Fans of FC Zenit Saint Petersburg, one of Russia’s top football clubs, got a surprise this morning if they visited the team’s website.
Instead of seeing stories and images of their favourite soccer players in action, they were presented with a page of insults directed at the city’s political leaders.
Images of Saint Petersburg governor Valentina Matviyenko and Vadim Tyulpanov, speaker of the city parliament, were shown alongside a message that translated is part as:
"To hell with the party of thieves and pickpockets. They have already destroyed more buildings than the Nazis during the attack on Leningrad between '41 and '44"
The rant went on to criticise political leaders for poorly clearing up icicles and winter snow, leading to the tragic death of five people, including two children.
Interestingly, a message on FC Zenit’s Facebook page denied that their website had been hacked, and put the blame on a problem with their DNS records.
If that’s right then it means that the club’s own web servers weren’t necessarily breached by the hackers.

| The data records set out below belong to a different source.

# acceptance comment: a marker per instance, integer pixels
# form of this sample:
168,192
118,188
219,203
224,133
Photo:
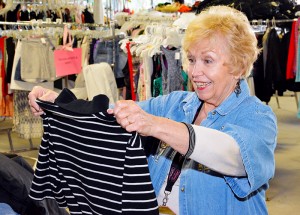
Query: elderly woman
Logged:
216,152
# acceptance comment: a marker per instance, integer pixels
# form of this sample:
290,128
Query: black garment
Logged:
15,181
89,163
10,50
274,76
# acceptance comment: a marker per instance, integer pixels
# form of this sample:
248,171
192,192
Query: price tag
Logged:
43,40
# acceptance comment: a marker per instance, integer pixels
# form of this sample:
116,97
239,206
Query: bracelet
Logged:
192,138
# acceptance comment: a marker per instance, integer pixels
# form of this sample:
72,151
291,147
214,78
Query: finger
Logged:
110,111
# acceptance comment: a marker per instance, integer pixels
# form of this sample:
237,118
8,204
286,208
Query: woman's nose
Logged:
197,70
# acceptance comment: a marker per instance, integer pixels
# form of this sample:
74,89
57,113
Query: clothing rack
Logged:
52,24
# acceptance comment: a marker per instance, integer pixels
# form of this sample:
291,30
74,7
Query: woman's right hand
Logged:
41,93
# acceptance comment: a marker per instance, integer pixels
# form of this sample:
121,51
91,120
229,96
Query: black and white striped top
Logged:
88,163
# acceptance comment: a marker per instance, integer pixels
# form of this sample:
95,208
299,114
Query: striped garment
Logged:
88,163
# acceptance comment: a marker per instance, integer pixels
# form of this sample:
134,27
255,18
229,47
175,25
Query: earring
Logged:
237,89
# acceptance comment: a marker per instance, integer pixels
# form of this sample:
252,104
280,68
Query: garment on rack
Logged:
171,70
96,79
26,125
88,163
42,68
108,51
15,181
16,82
10,50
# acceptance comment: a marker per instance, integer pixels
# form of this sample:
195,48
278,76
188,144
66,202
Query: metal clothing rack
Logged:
50,24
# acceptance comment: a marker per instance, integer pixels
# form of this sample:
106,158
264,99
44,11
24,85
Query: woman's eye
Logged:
191,60
208,61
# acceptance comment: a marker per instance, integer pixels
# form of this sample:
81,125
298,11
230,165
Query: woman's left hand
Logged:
131,117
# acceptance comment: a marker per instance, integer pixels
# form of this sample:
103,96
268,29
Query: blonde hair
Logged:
234,27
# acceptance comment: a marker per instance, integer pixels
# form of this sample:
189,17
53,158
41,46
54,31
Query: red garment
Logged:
292,53
130,67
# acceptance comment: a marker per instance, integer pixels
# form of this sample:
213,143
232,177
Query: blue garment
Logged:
251,123
5,209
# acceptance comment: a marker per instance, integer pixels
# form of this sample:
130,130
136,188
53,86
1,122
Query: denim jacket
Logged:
251,123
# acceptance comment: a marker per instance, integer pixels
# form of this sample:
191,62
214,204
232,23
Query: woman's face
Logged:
209,71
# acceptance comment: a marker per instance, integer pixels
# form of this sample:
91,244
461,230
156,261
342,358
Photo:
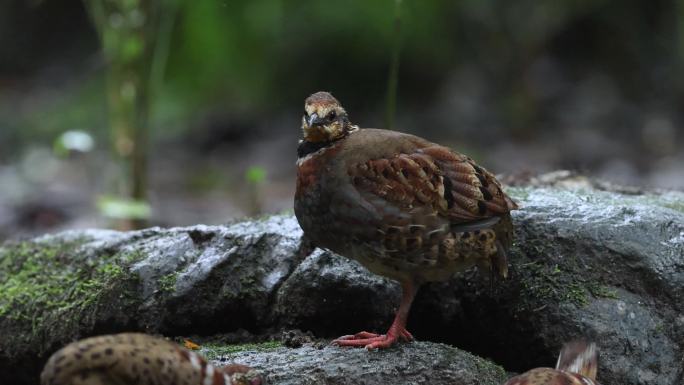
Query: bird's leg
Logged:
397,330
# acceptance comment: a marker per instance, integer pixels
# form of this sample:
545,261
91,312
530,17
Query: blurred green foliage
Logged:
255,57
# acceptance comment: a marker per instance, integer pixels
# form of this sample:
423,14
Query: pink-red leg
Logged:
395,333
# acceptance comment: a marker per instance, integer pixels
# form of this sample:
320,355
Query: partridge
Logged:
137,359
577,364
405,208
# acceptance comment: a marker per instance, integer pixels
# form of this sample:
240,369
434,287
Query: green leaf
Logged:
122,208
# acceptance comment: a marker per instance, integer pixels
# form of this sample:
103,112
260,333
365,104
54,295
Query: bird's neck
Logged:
306,148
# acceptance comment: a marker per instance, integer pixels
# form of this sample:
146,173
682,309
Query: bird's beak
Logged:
314,120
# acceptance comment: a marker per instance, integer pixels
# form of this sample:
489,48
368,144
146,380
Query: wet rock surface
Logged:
416,363
587,262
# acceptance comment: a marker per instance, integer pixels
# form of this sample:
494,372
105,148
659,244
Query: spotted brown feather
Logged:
404,207
137,359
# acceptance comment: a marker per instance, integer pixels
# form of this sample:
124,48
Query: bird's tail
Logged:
131,358
579,357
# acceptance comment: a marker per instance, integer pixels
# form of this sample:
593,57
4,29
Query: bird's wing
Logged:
433,180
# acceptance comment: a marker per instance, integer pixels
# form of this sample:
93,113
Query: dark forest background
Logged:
128,113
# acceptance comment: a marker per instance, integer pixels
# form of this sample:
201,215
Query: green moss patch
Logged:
52,281
216,351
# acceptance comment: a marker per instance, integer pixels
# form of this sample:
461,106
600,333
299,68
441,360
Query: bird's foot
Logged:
374,341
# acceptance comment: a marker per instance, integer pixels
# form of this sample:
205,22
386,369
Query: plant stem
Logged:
393,77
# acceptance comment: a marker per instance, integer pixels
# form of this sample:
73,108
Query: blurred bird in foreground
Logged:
577,364
405,208
137,359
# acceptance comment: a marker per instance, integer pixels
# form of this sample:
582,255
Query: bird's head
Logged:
324,119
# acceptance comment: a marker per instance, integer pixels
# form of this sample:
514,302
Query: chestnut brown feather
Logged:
404,207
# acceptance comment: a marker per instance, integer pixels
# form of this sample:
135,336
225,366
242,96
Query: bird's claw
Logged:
372,340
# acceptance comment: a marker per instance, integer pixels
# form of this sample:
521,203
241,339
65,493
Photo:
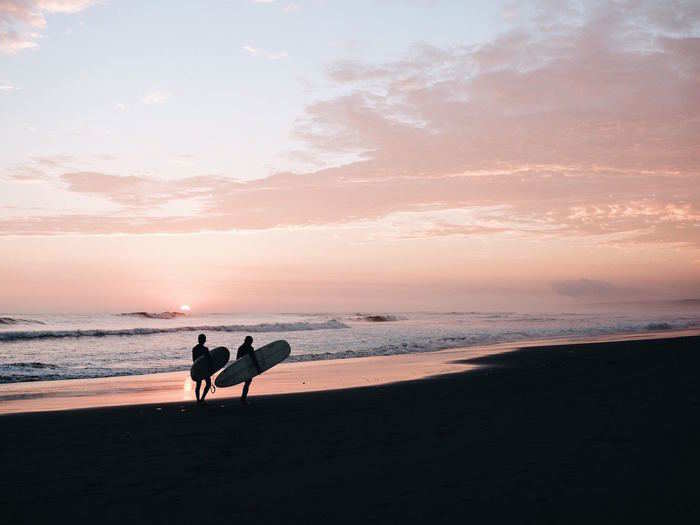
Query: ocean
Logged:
50,347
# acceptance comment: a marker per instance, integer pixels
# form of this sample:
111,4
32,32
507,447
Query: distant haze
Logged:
310,156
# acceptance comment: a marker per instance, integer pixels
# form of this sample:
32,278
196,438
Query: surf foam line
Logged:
255,328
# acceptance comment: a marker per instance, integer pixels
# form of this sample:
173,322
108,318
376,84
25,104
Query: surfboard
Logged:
243,369
200,368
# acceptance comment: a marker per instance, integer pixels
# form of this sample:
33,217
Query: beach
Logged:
603,431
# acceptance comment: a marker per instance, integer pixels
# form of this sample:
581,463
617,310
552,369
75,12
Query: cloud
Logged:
584,288
585,128
21,21
254,51
154,97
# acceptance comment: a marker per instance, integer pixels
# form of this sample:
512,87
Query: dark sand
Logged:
606,432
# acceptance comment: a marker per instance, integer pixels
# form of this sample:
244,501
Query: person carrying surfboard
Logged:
198,351
247,349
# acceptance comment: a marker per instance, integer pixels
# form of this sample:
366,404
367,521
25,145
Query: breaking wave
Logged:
13,321
150,315
255,328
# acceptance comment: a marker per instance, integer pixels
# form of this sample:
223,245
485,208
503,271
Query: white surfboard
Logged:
243,369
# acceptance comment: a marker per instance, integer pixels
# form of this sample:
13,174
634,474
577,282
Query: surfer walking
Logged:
198,351
247,349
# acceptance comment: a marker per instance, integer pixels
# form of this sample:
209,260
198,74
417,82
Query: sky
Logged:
340,156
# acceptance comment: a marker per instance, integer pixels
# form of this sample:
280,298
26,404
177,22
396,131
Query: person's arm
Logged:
255,360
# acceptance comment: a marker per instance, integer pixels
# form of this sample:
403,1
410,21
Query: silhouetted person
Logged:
197,352
247,349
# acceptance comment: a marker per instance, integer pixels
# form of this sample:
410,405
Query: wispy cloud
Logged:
154,97
254,51
22,21
588,132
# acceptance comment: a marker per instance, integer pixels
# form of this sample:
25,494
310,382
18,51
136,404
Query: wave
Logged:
13,321
658,326
149,315
255,328
375,318
32,365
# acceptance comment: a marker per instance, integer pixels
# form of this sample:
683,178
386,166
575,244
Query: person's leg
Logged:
244,395
206,388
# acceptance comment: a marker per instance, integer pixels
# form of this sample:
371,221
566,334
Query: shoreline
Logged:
601,432
286,378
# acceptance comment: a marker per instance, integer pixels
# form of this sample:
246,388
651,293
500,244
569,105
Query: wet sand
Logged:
287,378
568,433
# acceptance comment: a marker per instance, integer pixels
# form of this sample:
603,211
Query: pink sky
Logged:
557,163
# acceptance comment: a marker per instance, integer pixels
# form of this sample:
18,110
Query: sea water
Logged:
49,347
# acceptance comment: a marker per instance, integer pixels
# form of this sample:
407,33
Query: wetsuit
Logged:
244,350
197,352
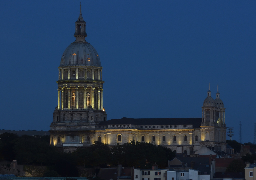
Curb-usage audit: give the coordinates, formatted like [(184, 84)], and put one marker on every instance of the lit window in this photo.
[(174, 138), (153, 138), (163, 138)]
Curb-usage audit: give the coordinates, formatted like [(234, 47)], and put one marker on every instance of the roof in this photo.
[(196, 122), (201, 164), (205, 151)]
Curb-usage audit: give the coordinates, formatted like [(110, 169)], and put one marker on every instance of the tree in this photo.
[(236, 165)]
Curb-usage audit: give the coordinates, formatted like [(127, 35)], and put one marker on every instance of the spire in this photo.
[(80, 9), (80, 32), (217, 94), (209, 91), (80, 18)]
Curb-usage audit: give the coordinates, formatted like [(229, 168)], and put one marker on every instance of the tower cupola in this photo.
[(80, 31)]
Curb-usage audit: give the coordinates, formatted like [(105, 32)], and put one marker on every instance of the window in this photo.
[(153, 138), (185, 138), (119, 137), (163, 138), (174, 138), (142, 139)]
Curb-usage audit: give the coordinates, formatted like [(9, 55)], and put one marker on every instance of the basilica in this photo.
[(80, 119)]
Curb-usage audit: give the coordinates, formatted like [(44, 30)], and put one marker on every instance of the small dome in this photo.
[(209, 101), (219, 103), (80, 53)]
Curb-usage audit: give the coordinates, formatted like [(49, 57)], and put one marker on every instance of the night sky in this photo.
[(158, 58)]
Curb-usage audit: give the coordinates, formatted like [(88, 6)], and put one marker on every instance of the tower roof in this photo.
[(80, 52)]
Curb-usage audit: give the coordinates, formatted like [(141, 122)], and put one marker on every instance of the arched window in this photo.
[(73, 101)]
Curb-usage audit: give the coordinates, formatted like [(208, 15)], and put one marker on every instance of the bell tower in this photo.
[(80, 92)]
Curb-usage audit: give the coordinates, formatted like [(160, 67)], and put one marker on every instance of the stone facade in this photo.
[(80, 119)]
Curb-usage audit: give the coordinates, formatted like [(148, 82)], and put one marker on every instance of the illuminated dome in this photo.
[(80, 53)]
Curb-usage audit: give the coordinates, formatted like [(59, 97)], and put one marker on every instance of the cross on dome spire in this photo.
[(209, 91), (80, 32), (217, 94)]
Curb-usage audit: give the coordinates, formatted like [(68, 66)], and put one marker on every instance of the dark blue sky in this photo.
[(158, 58)]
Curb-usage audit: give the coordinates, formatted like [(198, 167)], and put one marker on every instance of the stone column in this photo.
[(92, 97), (58, 98), (101, 99), (68, 73), (77, 98), (69, 92)]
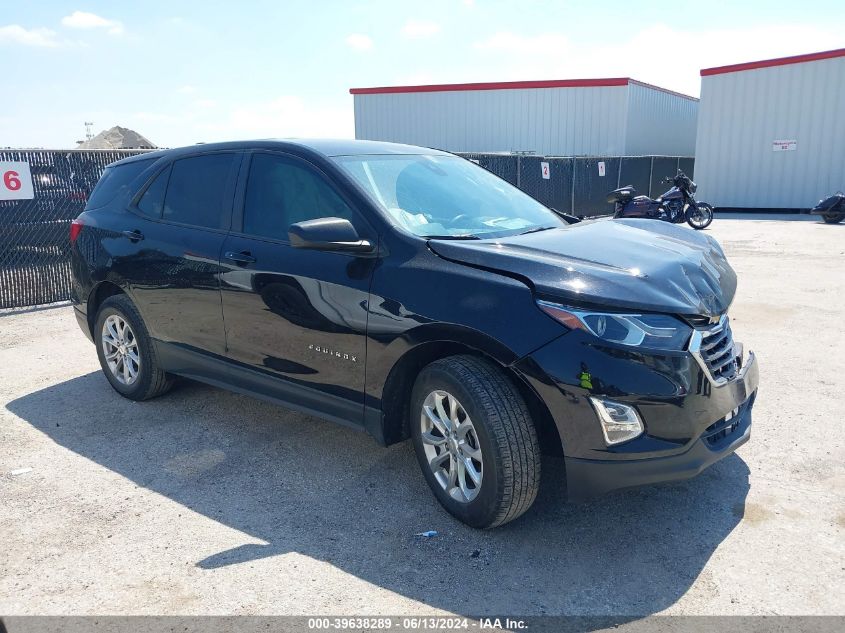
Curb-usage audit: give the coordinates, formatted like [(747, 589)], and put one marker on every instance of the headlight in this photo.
[(652, 331)]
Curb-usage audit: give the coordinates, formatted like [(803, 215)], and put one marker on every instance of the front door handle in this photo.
[(135, 236), (241, 258)]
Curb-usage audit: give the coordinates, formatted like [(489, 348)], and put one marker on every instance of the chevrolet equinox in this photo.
[(412, 294)]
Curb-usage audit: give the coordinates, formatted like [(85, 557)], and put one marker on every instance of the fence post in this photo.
[(650, 176)]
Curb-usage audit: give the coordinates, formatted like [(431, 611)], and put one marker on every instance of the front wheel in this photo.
[(475, 441), (700, 216)]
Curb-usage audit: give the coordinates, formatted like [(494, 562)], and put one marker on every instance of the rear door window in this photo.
[(197, 191), (116, 181), (152, 202), (282, 191)]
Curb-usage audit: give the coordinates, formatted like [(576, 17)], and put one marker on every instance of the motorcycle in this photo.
[(831, 209), (677, 205)]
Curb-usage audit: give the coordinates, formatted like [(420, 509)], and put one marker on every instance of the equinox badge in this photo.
[(335, 353)]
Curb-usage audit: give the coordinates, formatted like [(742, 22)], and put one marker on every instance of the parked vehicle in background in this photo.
[(412, 294), (677, 205), (832, 208)]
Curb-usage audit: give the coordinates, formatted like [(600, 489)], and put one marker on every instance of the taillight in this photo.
[(75, 230)]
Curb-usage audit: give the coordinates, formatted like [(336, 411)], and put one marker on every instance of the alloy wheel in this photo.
[(451, 446), (120, 349)]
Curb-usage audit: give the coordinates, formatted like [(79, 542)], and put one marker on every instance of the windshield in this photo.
[(447, 197)]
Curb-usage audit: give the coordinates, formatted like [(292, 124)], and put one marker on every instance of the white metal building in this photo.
[(771, 134), (572, 117)]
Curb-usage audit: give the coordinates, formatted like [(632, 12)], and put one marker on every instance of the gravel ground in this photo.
[(207, 502)]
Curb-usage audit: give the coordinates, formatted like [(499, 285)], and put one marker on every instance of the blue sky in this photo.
[(182, 72)]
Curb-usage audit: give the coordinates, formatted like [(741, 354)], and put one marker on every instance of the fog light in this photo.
[(619, 422)]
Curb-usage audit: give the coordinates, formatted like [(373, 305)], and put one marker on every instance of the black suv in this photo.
[(412, 294)]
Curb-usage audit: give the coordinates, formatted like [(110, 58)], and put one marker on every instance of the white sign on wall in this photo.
[(15, 181), (784, 146)]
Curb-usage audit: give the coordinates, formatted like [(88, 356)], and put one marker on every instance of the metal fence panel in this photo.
[(687, 165), (555, 191), (34, 246), (505, 166), (591, 187), (636, 171), (662, 166)]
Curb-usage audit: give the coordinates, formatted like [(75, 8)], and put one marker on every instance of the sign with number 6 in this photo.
[(15, 181)]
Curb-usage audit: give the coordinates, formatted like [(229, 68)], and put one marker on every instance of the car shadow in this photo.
[(303, 485)]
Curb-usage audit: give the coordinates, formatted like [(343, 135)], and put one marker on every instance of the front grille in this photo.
[(717, 351)]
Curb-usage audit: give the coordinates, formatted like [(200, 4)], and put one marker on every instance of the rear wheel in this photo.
[(700, 216), (126, 352), (475, 441)]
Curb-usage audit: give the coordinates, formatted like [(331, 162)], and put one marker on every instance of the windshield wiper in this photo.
[(537, 229)]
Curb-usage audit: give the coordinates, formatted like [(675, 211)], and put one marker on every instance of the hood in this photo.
[(646, 265)]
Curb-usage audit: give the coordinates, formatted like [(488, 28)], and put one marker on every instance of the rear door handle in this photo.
[(240, 258), (135, 236)]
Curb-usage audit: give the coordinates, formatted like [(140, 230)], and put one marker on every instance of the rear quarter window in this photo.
[(115, 181)]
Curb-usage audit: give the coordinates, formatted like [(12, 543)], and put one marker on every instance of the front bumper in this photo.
[(690, 420), (586, 478)]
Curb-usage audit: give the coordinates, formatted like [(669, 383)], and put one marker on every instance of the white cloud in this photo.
[(17, 34), (287, 116), (359, 42), (85, 20), (517, 56), (418, 29), (508, 42)]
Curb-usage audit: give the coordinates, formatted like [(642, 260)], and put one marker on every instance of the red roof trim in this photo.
[(514, 85), (499, 85), (770, 63)]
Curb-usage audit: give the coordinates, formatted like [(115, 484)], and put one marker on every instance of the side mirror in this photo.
[(328, 234)]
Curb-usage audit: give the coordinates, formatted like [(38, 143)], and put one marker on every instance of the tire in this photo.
[(149, 379), (704, 210), (500, 428)]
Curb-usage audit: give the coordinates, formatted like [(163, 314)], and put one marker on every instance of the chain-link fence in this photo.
[(34, 265)]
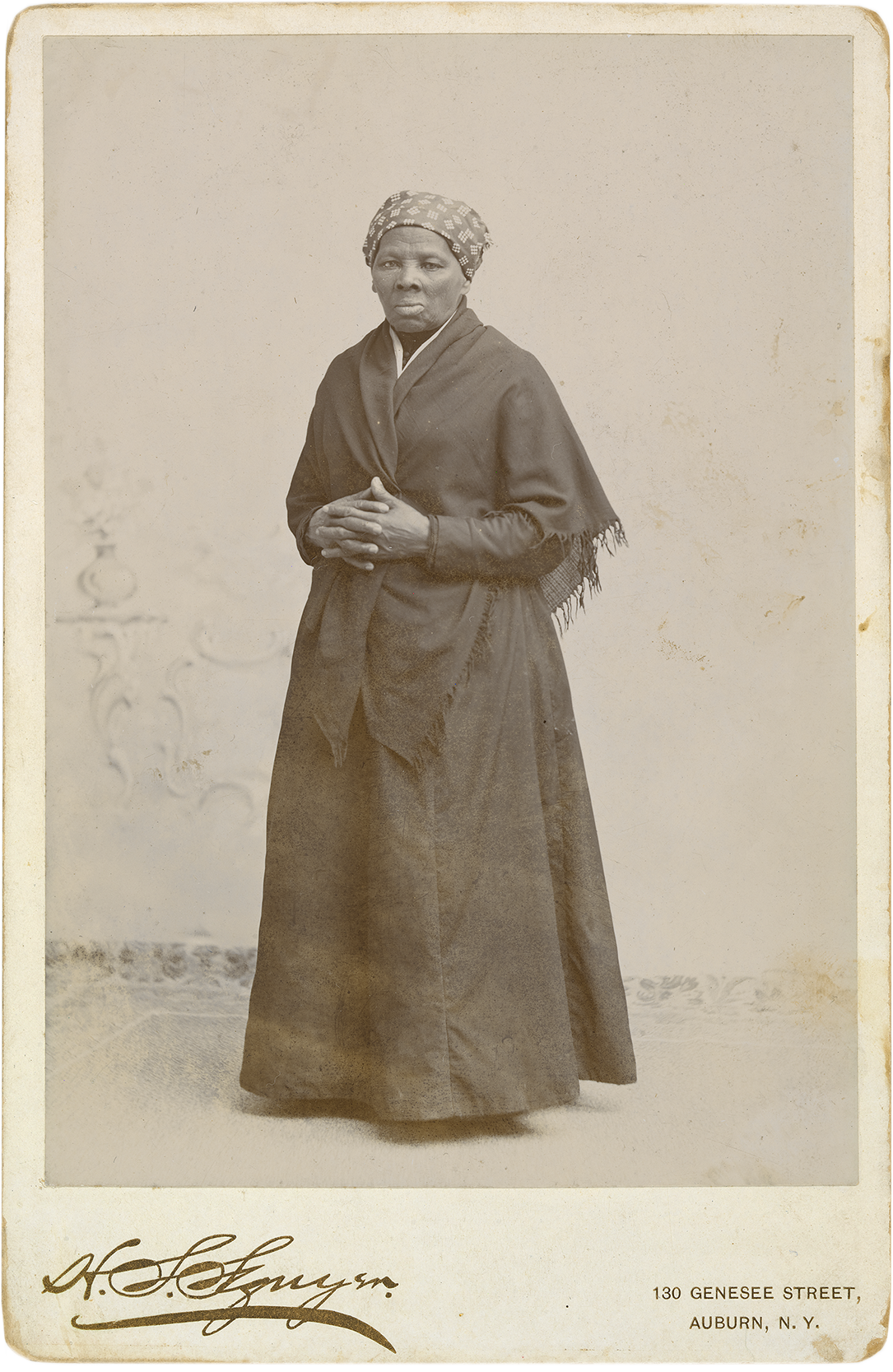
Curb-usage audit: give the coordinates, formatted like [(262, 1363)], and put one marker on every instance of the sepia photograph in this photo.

DNS records work like a telephone book, converting human-readable website names like example.com into a sequence of numbers understandable by the internet. What seems to have happened is that someone changed the lookup at the DNS registrar, so when you entered FC Zenit’s website address into your browser you were instead taken to a website that wasn’t under the club’s control.
Thank the stars that those behind this attack didn’t point football fans to a malicious webpage containing malware, rather than a political message.
One question remains. How did the hackers change the DNS records for the football site’s website? Could it be that they managed to guess the passwords used to secure access to those records?
FC Zenit may be feeling sick as a parrot after having had their website messed around with in this fashion – but they’re not the first to have suffered in this way.